Filling in on what has been happening on the farm since we last spoke to him four weeks ago, he said: “We had our last calf a week and a half ago, and today was the first day of breeding.
“The plan is to use dairy AI for the first five weeks, then a few days of Hereford AI before the Friesian and Jersey stock bulls are let out.

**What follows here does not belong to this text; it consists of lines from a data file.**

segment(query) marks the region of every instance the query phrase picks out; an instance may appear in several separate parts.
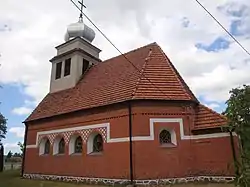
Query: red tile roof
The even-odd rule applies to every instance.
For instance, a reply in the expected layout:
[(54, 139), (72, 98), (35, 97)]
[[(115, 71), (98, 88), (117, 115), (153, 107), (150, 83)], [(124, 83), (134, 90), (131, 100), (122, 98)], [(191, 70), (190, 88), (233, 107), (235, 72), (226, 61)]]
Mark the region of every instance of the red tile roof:
[(195, 120), (195, 130), (221, 127), (226, 125), (227, 118), (210, 108), (199, 104)]
[[(74, 88), (49, 93), (26, 122), (133, 99), (189, 100), (198, 103), (156, 43), (130, 51), (125, 56), (136, 68), (123, 56), (100, 62), (91, 67)], [(206, 119), (209, 112), (200, 108), (198, 126), (203, 125), (200, 120)], [(211, 114), (217, 116), (216, 113)]]

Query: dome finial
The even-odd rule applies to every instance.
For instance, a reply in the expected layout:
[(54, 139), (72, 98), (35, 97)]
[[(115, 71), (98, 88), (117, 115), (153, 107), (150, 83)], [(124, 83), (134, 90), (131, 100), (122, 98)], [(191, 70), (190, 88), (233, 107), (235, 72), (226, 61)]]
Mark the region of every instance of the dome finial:
[[(72, 1), (73, 2), (73, 1)], [(74, 2), (73, 2), (74, 3)], [(86, 6), (82, 2), (78, 1), (80, 3), (81, 8), (79, 8), (75, 3), (74, 5), (77, 6), (77, 8), (81, 11), (79, 16), (79, 21), (77, 23), (72, 23), (68, 26), (67, 32), (65, 34), (65, 41), (69, 41), (71, 38), (75, 37), (81, 37), (91, 43), (95, 38), (95, 32), (93, 29), (88, 27), (83, 23), (83, 7), (86, 8)]]
[(80, 5), (81, 5), (81, 12), (80, 12), (80, 17), (79, 17), (79, 22), (83, 23), (82, 11), (83, 11), (83, 7), (86, 8), (86, 6), (83, 4), (83, 0), (82, 0), (82, 2), (78, 1), (78, 3), (80, 3)]

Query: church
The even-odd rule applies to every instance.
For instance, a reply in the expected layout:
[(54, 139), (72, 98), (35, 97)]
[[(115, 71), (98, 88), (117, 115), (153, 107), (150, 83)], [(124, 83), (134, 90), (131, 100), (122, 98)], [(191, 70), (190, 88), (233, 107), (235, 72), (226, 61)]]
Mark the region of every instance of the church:
[[(68, 26), (49, 93), (24, 121), (22, 176), (90, 184), (230, 182), (237, 137), (201, 104), (157, 43), (102, 61)], [(195, 68), (194, 68), (195, 69)]]

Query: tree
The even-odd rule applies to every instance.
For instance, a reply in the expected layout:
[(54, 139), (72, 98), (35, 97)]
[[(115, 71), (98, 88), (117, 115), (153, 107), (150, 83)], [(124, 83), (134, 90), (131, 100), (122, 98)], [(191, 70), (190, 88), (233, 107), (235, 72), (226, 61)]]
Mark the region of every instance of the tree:
[(228, 119), (227, 130), (234, 131), (239, 137), (240, 153), (235, 166), (236, 184), (240, 187), (250, 186), (250, 86), (234, 88), (227, 100), (223, 113)]
[[(1, 54), (0, 54), (1, 57)], [(0, 64), (1, 66), (1, 64)], [(0, 86), (1, 88), (1, 86)], [(7, 119), (2, 115), (0, 112), (0, 143), (3, 138), (5, 138), (5, 135), (7, 133)]]
[(22, 153), (22, 155), (23, 155), (23, 152), (24, 152), (24, 144), (21, 143), (21, 142), (18, 142), (17, 145), (20, 147), (20, 151), (21, 151), (21, 153)]
[(13, 156), (13, 153), (11, 151), (9, 151), (6, 158), (10, 159), (12, 156)]
[(7, 133), (7, 120), (0, 112), (0, 141), (1, 139), (5, 138), (5, 135)]

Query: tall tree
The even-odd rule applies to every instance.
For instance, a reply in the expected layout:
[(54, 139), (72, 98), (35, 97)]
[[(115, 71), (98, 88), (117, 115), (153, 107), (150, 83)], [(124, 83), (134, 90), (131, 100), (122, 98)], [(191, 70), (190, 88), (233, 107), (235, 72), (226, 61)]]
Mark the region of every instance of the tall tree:
[[(0, 54), (0, 57), (1, 57), (1, 54)], [(0, 64), (0, 66), (1, 66), (1, 64)], [(1, 86), (0, 86), (0, 88), (1, 88)], [(1, 140), (3, 138), (5, 138), (5, 135), (7, 133), (7, 125), (6, 124), (7, 124), (7, 120), (0, 112), (0, 143), (1, 143)]]
[(13, 153), (11, 151), (9, 151), (6, 158), (11, 158), (12, 156), (13, 156)]
[(20, 151), (21, 151), (21, 154), (22, 154), (22, 156), (23, 156), (23, 152), (24, 152), (24, 144), (23, 143), (21, 143), (21, 142), (18, 142), (18, 144), (17, 144), (19, 147), (20, 147)]
[(7, 120), (0, 112), (0, 142), (3, 138), (5, 138), (5, 135), (7, 133)]
[(250, 86), (234, 88), (227, 100), (224, 112), (228, 119), (227, 129), (239, 137), (240, 154), (235, 161), (238, 172), (236, 184), (240, 187), (250, 186)]

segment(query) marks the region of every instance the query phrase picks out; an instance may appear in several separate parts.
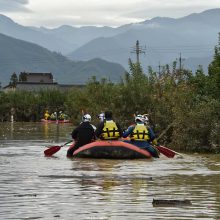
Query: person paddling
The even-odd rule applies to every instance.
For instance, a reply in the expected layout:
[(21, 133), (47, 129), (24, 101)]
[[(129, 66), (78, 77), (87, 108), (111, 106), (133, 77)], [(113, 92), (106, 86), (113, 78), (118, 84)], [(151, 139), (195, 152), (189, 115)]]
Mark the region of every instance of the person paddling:
[(153, 129), (146, 126), (146, 118), (142, 115), (135, 116), (135, 124), (127, 128), (123, 133), (123, 138), (130, 137), (130, 140), (124, 140), (145, 149), (151, 153), (153, 157), (159, 157), (157, 149), (150, 143), (155, 140), (156, 136)]
[(101, 140), (118, 140), (122, 137), (122, 129), (118, 122), (115, 122), (112, 118), (112, 112), (106, 111), (104, 114), (104, 120), (98, 124), (95, 131), (97, 138)]
[(91, 115), (83, 115), (80, 125), (72, 131), (71, 135), (75, 140), (75, 145), (68, 149), (67, 157), (72, 157), (75, 150), (95, 140), (96, 127), (91, 124), (91, 119)]

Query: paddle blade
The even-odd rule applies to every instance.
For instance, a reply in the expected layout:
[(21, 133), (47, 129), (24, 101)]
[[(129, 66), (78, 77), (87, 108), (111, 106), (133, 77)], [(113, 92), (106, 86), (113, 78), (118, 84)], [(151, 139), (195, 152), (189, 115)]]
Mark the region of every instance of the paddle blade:
[(173, 158), (176, 155), (174, 151), (170, 150), (167, 147), (157, 146), (157, 149), (160, 151), (160, 153), (164, 154), (165, 156), (169, 158)]
[(44, 151), (44, 155), (47, 157), (52, 156), (53, 154), (55, 154), (57, 151), (59, 151), (61, 148), (61, 146), (53, 146), (48, 148), (47, 150)]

Every cow that comes bulling in those first five weeks doesn’t necessarily get a dairy straw. If there is a cow not suitable for dairy AI, she’ll get a Hereford straw.

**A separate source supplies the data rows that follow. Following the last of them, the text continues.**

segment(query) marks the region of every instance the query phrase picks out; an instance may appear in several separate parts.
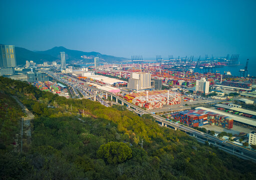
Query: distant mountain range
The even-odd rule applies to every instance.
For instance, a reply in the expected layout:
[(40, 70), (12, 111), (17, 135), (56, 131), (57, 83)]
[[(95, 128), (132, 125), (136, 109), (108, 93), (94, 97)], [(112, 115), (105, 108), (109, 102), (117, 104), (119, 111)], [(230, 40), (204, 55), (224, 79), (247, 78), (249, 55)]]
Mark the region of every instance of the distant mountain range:
[(97, 52), (84, 52), (80, 50), (71, 50), (63, 46), (54, 47), (51, 50), (36, 52), (45, 54), (51, 55), (60, 59), (60, 52), (65, 52), (66, 59), (68, 62), (84, 60), (85, 62), (92, 62), (94, 57), (99, 57), (100, 60), (105, 62), (119, 62), (128, 60), (124, 58), (116, 57), (113, 56), (102, 54)]
[(113, 56), (102, 54), (97, 52), (84, 52), (80, 50), (71, 50), (63, 46), (54, 47), (45, 51), (33, 52), (25, 48), (15, 47), (15, 54), (17, 65), (26, 64), (26, 60), (33, 60), (37, 64), (43, 64), (44, 62), (60, 62), (60, 52), (66, 52), (67, 62), (72, 63), (92, 62), (94, 57), (99, 57), (101, 62), (110, 62), (126, 60), (128, 59), (124, 58), (116, 57)]

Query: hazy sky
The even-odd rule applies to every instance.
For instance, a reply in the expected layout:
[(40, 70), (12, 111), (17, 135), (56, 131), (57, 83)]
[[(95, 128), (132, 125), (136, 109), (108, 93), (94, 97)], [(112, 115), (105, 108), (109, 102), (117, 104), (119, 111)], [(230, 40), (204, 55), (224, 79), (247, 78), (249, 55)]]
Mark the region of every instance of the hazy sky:
[(255, 56), (256, 0), (0, 0), (0, 44), (130, 58)]

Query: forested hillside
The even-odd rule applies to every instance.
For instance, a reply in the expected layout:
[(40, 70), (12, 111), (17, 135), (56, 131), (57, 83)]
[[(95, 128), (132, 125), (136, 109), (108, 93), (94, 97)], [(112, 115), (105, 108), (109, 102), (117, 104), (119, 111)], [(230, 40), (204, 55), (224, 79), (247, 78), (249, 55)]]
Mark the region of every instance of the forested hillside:
[[(3, 77), (0, 95), (1, 180), (256, 179), (255, 164), (124, 106), (66, 99)], [(32, 144), (22, 154), (13, 142), (19, 130), (14, 127), (24, 114), (11, 95), (36, 117)], [(4, 131), (12, 139), (2, 138)]]

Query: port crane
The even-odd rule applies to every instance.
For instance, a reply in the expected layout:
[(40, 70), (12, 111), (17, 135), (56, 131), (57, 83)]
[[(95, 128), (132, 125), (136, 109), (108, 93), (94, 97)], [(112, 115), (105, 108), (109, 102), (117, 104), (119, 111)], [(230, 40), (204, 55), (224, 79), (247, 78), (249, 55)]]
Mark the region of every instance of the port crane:
[(242, 76), (244, 77), (245, 75), (245, 72), (246, 72), (246, 76), (248, 76), (248, 64), (249, 63), (249, 59), (247, 59), (247, 60), (246, 62), (246, 65), (244, 67), (244, 70), (239, 70), (239, 72), (240, 72), (240, 76), (241, 76), (241, 74), (242, 74)]

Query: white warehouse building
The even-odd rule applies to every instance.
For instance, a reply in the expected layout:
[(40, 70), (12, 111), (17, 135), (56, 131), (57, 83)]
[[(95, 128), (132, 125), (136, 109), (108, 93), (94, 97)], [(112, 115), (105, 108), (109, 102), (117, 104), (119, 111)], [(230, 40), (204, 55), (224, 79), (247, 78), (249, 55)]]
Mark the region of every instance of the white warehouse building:
[(196, 80), (195, 90), (207, 94), (209, 92), (210, 82), (206, 81), (205, 78), (201, 78), (200, 80)]

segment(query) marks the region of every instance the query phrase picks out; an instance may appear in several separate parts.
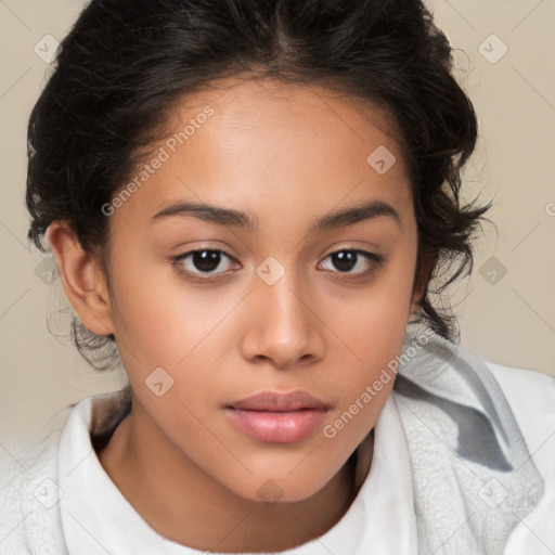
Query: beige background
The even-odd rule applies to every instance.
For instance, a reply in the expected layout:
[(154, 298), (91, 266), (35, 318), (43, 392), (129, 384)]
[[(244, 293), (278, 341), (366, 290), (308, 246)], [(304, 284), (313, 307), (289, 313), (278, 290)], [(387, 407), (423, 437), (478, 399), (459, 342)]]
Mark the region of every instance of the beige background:
[[(479, 114), (467, 195), (494, 197), (489, 217), (499, 229), (485, 228), (474, 274), (453, 291), (461, 343), (487, 360), (555, 375), (555, 2), (428, 4), (460, 49), (459, 79)], [(61, 40), (82, 5), (0, 1), (0, 430), (8, 434), (52, 424), (68, 403), (122, 384), (49, 333), (47, 314), (64, 323), (63, 289), (59, 279), (44, 283), (48, 261), (26, 240), (26, 121), (49, 69), (34, 48), (47, 34)]]

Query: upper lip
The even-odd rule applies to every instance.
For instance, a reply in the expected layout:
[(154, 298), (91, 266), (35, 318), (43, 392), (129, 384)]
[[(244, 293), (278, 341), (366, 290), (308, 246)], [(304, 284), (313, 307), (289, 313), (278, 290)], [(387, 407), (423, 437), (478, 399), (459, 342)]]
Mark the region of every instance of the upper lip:
[(327, 410), (330, 406), (307, 391), (262, 391), (233, 402), (229, 406), (244, 411), (291, 412), (304, 409)]

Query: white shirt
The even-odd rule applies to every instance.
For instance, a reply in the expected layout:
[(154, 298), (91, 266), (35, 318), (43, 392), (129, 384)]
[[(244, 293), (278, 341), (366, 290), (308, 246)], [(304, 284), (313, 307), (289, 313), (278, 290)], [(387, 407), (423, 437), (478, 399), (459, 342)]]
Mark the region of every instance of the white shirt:
[[(555, 553), (555, 380), (533, 371), (489, 363), (526, 439), (545, 489), (514, 530), (504, 555)], [(81, 401), (61, 430), (1, 461), (2, 555), (199, 555), (155, 532), (103, 469), (90, 439), (92, 403)], [(417, 534), (409, 452), (395, 393), (374, 428), (370, 473), (344, 517), (322, 537), (284, 554), (416, 555)], [(22, 453), (24, 453), (22, 451)], [(4, 472), (5, 468), (5, 472)]]

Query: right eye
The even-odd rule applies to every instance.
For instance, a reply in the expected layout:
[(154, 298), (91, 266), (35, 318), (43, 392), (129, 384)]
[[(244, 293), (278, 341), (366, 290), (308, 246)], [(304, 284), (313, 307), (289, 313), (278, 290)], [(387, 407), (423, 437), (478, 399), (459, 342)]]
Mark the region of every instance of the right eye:
[[(222, 262), (225, 261), (228, 261), (228, 268), (224, 268), (223, 271), (217, 271), (218, 268), (221, 268)], [(232, 268), (229, 261), (236, 263), (235, 259), (228, 253), (212, 248), (189, 250), (173, 258), (173, 264), (178, 272), (201, 280), (211, 279), (212, 275), (225, 273)], [(223, 266), (225, 267), (225, 263)]]

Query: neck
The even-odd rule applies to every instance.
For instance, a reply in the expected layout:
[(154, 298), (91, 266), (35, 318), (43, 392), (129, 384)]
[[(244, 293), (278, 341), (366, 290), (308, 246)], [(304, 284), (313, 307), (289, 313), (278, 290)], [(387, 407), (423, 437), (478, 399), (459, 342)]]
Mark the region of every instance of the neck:
[(197, 550), (256, 553), (306, 543), (345, 515), (370, 470), (372, 442), (363, 443), (356, 474), (346, 464), (317, 494), (289, 503), (236, 495), (179, 451), (134, 401), (98, 454), (119, 491), (160, 535)]

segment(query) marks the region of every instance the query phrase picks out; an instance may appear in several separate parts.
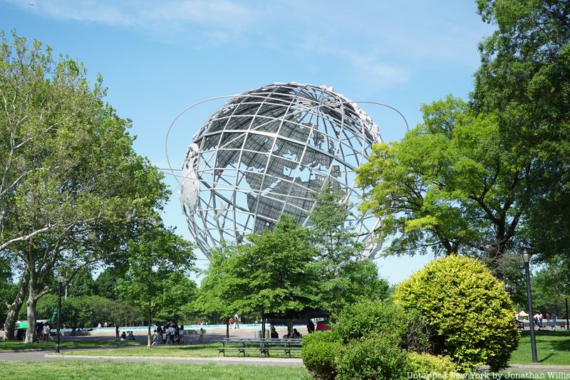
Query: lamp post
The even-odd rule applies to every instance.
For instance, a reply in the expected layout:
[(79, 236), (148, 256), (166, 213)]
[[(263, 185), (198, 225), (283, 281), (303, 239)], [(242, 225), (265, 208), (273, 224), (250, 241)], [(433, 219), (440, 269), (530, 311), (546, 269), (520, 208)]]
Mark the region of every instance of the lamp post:
[(522, 250), (522, 260), (524, 262), (524, 272), (527, 275), (527, 302), (529, 304), (529, 321), (530, 322), (530, 347), (532, 352), (532, 363), (537, 364), (539, 362), (537, 357), (537, 339), (534, 337), (534, 313), (532, 312), (532, 295), (530, 291), (530, 270), (529, 270), (529, 262), (530, 256), (532, 255), (530, 250), (527, 248)]
[(59, 354), (59, 322), (61, 314), (61, 283), (63, 282), (63, 275), (58, 275), (58, 342), (56, 344), (56, 354)]

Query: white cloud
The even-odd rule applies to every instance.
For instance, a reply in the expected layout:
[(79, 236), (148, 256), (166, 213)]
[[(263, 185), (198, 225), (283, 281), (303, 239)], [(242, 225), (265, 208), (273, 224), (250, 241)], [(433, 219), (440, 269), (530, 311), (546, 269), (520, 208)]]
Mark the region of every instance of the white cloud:
[(44, 17), (98, 22), (153, 31), (182, 31), (185, 27), (197, 25), (219, 32), (236, 31), (249, 25), (255, 13), (232, 0), (9, 1)]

“All the cows were tail painted four weeks ago for pre-breeding heat detection. Out of the whole herd, 75% showed a heat.
Any young cows or cows with high indexes – that didn’t show a heat – got a CIDR. This is to make sure that they come bulling in the dairy end of AI.
Touching on the bull selection, he said: “The bulls being used are all high-index bulls on the New Zealand system. They are all LIC bulls, both Friesian and Jersey. A small cow will typically get a Friesian straw and a big cow will get a Jersey straw.”
In terms of heat detection, the main method is tail paint. The AI is completed in the morning and an extra person is needed in each ‘shed’ – two parlours on the farm – every morning to pick out the cows for AI and draft them manually.
Commenting on the current grass situation, he said: “The average farm cover is 730kg DM/ha or 228kg DM/LU. Regarding grass growth, we are growing around 64kg DM/ha/day and the demand is 54kg DM/ha/day.
“Our target is to go into pre-grazing covers of around 1,500kg DM/ha but, at the minute, some of the paddocks are heavier and we are struggling to reach residuals.
“We will probably be taking a couple of paddocks out soon if good growth continues, but there is also 15ha to be sprayed off for maize. Once that is taken out of the rotation we will be down to a 25-day round from a 27-day round.”
Almost no meal has been fed on the farm to date. There was one week where the temperatures dropped and 1kg/cow/day of palm kernal was fed; but Liam said: “In hindsight it was not needed.”
The cows are currently producing 24L/cow/day at 4.97% fat and 3.87% protein – achieving 2.18kg MS/cow.
Finally, Liam mentioned how the replacement heifers are doing. He said: “The replacements are doing well. They are still being fed 5L/calf of whole milk once-a-day (OAD).
“They are also getting 1kg of meal/calf and you can see that they are really starting to graze more. They will be going to the contract rearer weaned in December.”